Ângela afirma que recentemente fatos estranhos começaram a acontecer pelo bairro. “Aqui sempre foi tudo muito pacato. De uma semana pra cá, um jovem foi assassinado, outro foi jogado de um trem e, agora, sangue começou a surgir do nada. Estamos assustados.”

“Dizem que o fato da vila ter bizarro no nome atrai mau agouro”, diz Ângela. “Pode até ser. Deveríamos mudar. Se bem que Bizarro é o sobrenome de uma família muito tradicional da região. Eram donos de uma loja de materiais de construção no passado. Um nome como qualquer outro.” Fonte

Eu não sei o que pode ser isso.

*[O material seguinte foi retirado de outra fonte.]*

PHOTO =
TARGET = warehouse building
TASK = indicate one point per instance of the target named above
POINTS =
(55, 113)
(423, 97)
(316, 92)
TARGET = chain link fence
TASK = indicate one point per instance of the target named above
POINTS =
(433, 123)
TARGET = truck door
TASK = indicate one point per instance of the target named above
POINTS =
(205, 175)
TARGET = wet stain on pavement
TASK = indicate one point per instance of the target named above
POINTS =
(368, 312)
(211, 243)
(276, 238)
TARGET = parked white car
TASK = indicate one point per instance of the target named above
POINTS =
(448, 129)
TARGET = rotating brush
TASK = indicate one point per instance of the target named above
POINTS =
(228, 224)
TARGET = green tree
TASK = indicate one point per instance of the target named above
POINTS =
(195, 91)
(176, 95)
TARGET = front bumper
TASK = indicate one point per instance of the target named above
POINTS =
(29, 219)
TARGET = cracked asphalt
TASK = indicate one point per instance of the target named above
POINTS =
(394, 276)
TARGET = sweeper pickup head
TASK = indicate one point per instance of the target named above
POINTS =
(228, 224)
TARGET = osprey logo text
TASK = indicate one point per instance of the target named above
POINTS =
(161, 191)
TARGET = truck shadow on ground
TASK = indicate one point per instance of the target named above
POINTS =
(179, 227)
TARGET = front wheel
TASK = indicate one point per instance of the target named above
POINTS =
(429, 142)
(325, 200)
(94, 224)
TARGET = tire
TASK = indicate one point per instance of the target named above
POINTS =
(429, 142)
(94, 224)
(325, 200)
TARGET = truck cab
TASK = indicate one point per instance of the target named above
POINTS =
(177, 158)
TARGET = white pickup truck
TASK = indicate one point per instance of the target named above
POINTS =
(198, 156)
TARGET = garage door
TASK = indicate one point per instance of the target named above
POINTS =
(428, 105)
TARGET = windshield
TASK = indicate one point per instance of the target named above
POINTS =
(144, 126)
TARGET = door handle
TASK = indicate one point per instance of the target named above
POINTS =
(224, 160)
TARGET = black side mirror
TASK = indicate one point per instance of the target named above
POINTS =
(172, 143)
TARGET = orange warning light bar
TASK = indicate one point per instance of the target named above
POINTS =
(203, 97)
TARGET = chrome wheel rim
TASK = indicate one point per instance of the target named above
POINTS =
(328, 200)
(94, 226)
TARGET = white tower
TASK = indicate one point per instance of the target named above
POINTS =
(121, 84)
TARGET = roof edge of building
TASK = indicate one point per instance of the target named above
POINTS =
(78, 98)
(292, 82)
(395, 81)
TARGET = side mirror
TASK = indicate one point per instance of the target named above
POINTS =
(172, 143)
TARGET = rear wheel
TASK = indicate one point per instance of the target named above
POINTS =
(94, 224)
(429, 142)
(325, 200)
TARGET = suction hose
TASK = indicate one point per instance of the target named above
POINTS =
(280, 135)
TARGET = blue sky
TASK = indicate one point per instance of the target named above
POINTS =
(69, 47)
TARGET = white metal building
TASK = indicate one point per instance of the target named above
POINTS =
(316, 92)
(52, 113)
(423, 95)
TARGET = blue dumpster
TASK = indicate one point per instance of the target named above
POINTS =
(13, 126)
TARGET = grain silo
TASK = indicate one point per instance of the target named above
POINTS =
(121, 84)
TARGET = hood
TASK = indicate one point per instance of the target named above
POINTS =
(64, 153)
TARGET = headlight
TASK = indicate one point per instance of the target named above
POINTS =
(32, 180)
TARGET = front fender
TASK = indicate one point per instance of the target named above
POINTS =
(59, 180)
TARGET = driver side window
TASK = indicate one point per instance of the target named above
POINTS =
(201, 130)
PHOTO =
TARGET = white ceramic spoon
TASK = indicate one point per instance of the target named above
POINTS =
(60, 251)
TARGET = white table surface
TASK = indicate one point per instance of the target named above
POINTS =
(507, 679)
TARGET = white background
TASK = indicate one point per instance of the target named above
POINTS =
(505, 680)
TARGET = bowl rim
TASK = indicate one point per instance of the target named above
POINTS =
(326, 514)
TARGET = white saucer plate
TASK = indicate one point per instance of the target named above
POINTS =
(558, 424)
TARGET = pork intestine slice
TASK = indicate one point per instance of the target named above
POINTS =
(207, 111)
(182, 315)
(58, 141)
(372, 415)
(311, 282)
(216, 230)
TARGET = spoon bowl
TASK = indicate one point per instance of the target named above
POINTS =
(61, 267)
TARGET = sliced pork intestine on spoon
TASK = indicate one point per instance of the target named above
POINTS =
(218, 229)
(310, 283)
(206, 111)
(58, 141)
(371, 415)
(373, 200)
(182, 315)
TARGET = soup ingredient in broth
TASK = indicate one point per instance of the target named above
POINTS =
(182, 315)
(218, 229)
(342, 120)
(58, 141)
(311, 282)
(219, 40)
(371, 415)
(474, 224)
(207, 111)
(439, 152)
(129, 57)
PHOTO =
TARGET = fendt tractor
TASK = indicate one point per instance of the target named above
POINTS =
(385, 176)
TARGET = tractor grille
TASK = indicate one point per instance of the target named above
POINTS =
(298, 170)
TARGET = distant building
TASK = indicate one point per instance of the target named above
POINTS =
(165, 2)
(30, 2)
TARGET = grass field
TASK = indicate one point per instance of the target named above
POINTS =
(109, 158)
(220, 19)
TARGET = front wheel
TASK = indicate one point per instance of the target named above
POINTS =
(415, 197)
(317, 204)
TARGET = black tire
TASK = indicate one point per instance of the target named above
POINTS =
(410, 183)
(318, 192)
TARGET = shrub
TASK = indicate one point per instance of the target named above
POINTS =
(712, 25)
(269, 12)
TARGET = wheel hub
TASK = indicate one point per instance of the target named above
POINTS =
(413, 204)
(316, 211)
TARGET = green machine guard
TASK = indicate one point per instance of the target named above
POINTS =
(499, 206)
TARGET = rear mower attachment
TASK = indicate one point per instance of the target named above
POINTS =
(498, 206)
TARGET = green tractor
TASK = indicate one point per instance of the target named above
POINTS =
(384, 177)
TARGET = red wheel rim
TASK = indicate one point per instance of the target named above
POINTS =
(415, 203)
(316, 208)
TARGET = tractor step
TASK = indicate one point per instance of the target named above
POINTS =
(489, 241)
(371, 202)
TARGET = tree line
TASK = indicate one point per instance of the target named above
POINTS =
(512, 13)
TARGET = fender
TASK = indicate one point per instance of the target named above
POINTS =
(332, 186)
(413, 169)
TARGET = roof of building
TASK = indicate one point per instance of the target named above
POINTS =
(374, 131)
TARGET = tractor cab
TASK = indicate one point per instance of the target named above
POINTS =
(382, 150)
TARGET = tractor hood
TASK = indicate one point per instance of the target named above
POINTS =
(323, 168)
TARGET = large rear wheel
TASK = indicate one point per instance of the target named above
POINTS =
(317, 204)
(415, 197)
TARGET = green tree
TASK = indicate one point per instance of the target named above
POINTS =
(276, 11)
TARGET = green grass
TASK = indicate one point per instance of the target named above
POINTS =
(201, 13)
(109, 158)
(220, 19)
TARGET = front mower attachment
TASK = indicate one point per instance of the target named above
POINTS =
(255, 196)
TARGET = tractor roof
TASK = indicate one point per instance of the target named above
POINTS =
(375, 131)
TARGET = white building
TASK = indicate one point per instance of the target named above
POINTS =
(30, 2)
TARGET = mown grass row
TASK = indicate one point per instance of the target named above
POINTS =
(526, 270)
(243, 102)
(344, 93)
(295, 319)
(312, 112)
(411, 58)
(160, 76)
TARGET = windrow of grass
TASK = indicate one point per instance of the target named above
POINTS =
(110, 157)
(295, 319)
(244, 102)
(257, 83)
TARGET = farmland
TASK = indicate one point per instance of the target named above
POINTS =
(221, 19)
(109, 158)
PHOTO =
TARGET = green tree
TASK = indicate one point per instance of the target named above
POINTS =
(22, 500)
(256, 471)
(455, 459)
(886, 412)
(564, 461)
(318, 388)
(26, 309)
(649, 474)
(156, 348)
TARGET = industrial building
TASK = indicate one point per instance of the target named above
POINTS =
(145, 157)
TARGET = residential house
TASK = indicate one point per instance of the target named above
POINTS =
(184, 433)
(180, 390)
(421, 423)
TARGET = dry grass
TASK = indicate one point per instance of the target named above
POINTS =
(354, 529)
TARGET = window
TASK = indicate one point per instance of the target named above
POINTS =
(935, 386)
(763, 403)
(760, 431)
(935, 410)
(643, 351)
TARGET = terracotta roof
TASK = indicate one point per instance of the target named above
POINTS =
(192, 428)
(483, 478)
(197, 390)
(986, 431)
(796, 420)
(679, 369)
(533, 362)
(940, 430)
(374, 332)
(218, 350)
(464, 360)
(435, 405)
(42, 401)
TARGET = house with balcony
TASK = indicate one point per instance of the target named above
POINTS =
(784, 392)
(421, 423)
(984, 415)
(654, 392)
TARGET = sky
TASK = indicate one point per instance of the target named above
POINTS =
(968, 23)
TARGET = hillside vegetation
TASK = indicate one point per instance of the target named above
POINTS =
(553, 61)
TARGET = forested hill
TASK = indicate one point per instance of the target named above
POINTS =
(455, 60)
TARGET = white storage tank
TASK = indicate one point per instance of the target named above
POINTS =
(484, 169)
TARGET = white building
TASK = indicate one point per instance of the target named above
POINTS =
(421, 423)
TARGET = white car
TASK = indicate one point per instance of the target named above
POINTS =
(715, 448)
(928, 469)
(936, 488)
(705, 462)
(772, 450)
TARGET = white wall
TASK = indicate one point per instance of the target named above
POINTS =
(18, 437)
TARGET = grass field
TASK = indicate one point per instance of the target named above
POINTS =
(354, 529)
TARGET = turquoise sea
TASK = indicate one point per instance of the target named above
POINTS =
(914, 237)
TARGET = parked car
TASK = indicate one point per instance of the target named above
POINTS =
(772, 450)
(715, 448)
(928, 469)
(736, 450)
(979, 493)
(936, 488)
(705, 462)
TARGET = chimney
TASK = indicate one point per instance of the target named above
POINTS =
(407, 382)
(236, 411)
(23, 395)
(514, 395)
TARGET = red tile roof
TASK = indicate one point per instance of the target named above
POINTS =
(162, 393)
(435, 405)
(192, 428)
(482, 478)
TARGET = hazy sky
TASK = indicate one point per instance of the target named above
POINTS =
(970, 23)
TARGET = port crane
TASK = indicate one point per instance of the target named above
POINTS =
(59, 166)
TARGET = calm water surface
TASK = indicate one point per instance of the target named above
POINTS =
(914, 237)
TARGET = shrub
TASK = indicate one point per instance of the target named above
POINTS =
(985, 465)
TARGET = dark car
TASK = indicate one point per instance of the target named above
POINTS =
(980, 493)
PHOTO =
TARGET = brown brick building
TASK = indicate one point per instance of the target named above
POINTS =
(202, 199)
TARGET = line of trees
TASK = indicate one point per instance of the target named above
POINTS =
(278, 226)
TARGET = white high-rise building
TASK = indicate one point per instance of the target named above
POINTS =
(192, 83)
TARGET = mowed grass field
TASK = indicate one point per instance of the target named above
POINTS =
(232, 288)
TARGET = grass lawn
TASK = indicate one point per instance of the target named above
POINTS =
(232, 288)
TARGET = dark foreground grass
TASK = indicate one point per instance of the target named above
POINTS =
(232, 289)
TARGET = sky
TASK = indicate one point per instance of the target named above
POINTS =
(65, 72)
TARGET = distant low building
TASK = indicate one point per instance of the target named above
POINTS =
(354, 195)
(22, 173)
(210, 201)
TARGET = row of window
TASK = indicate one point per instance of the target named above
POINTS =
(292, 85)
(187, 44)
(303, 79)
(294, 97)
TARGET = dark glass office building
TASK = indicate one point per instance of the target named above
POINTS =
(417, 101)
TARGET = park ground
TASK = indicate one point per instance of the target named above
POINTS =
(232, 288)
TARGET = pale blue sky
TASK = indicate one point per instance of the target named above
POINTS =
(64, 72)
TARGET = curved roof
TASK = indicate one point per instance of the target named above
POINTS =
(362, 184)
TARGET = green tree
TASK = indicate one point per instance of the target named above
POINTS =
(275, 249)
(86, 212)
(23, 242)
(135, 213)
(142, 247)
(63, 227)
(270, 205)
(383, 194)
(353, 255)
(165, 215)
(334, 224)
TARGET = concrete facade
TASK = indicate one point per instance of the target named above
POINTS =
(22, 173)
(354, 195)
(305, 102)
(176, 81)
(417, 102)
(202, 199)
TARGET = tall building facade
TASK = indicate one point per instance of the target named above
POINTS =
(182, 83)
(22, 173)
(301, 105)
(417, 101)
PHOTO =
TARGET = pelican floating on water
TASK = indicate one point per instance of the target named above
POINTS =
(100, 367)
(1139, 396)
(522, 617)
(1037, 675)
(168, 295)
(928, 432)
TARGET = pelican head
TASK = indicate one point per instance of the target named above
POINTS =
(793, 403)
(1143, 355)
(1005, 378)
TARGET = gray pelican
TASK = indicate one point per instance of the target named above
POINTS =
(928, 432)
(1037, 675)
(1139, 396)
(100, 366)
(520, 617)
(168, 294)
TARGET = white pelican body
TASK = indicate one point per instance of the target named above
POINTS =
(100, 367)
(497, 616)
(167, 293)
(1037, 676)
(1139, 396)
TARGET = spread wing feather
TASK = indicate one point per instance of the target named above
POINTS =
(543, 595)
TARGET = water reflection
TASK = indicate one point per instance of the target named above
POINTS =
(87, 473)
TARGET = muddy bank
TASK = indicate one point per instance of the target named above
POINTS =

Se fosse uma aventura do Scooby Doo, a explicação seria que alguém quer comprar a casa para construir um prédio ou shopping e criar um medo de fantasmas faria com que os donos dessem o fora. Mas este é o mundo real e por mais Gump que ele seja, não é o mundo do Scooby Doo.

i1799144 comunipadrequevedo2 Poltergeist, crime ou pegadinha? O mistério da casa que começou a jorrar sangue.Segundo o Padre Quevedo, que costumeiramente não acredita em nada que não seja relacionado à milagres da Igreja Católica, fenômenos como estes na casa no Jardim Bizarro já aconteceram antes. Segundo Quevedo, uma das hipóteses é que tenha ocorrido um fenômeno da parapsicologia chamado aporte por telergia, que é a exteriorização de um problema psicológico.
A causa pode ser decorrente de problemas como depressão, angústia ou dupla personalidade.

Quevedo afirma que o aporte por telergia ocorre quando há uma transferência da energia corporal da pessoa que se manifesta na materialização por meio de alguma substância, que pode ser, no caso, o aparecimento de manchas de líquidos.

O fenômeno ocorre em um espaço de até 50 metros entre a pessoa e a manifestação e pode atravessar paredes, muros, janelas e chão.

“Não tem nada de demônios, espíritos ou coisa do tipo, sendo algo freqüente dentro da parapsicologia” Disse Quevedo.
Até o fim das investigações, não dá pra afirmar categoricamente que é truque, golpe, poltergeist ou fenômeno paranormal. Este é o mistério do Jardim Bizarro.